Yang Albert C-C, Goldberger Ary L, Peng C-K
Cardiovascular Division and Margret and H.A. Rey Institute for Nonlinear Dynamics in Medicine, Beth Israel Deaconess Medical Center/Harvard Medical School, Boston, Massachusetts 02215, USA.
J Comput Biol. 2005 Oct;12(8):1103-16. doi: 10.1089/cmb.2005.12.1103.
Measures of genetic distance based on alignment methods are confined to studying sequences that are conserved and identifiable in all organisms under study. A number of alignment-free techniques based on either statistical linguistics or information theory have been developed to overcome the limitations of alignment methods. We present a novel alignment-free approach to measuring the similarity among genetic sequences that incorporates elements from both word rank order-frequency statistics and information theory. We first validate this method on the human influenza A viral genomes as well as on the human mitochondrial DNA database. We then apply the method to study the origin of the SARS coronavirus. We find that the majority of the SARS genome is most closely related to group 1 coronaviruses, with smaller regions of matches to sequences from groups 2 and 3. The information based similarity index provides a new tool to measure the similarity between datasets based on their information content and may have a wide range of applications in the large-scale analysis of genomic databases.

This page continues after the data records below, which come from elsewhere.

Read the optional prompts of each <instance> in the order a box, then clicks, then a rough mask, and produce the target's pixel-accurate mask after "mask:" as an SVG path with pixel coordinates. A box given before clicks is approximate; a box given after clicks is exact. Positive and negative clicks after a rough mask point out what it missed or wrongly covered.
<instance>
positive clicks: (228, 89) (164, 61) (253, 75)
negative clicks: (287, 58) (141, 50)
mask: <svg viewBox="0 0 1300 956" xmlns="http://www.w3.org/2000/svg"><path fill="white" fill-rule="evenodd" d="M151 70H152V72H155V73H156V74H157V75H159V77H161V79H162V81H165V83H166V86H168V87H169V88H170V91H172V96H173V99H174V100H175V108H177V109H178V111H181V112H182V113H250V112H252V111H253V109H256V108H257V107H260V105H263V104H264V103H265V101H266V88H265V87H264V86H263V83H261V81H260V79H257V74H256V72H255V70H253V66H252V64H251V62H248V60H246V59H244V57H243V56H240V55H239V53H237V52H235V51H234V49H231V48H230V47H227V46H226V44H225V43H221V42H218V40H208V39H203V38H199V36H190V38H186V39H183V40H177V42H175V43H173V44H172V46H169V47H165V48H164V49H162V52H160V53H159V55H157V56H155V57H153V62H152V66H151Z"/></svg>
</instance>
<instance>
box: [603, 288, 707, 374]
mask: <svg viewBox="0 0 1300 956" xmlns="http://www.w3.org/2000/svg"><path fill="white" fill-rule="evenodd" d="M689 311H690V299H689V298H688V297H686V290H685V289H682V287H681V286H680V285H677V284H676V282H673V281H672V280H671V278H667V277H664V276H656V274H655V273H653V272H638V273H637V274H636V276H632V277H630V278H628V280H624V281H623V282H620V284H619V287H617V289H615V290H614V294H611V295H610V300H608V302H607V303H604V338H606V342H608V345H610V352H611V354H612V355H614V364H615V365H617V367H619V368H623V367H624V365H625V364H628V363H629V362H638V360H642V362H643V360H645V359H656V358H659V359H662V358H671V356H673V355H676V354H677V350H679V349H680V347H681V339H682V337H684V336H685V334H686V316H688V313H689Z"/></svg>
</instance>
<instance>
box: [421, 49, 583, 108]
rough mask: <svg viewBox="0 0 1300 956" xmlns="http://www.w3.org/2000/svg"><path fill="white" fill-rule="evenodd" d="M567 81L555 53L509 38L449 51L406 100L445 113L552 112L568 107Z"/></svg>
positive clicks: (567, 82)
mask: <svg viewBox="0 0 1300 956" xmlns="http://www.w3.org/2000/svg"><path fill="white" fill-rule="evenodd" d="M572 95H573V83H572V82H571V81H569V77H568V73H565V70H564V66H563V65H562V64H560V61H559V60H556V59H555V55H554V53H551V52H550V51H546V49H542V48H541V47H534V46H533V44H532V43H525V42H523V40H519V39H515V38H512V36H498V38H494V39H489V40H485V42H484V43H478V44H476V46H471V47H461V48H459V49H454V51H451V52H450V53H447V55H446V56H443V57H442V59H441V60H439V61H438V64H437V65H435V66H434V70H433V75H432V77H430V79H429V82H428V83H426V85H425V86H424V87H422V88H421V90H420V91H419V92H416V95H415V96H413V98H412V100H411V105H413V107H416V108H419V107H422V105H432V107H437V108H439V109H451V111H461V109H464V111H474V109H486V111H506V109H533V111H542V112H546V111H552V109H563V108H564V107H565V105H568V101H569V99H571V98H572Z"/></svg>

基于比对方法的遗传距离测量方法仅限于研究在所研究的所有生物体中保守且可识别的序列。已经开发了许多基于统计语言学或信息论的无比对技术来克服比对方法的局限性。我们提出了一种新颖的无比对方法来测量遗传序列之间的相似性,该方法融合了词序频率统计和信息论的元素。我们首先在人类甲型流感病毒基因组以及人类线粒体DNA数据库上验证了该方法。然后我们应用该方法研究严重急性呼吸综合征冠状病毒的起源。我们发现,严重急性呼吸综合征基因组的大部分与第1组冠状病毒关系最为密切,与第2组和第3组序列匹配的区域较小。基于信息的相似性指数提供了一种基于数据集的信息内容来测量数据集之间相似性的新工具,并且可能在基因组数据库的大规模分析中有广泛的应用。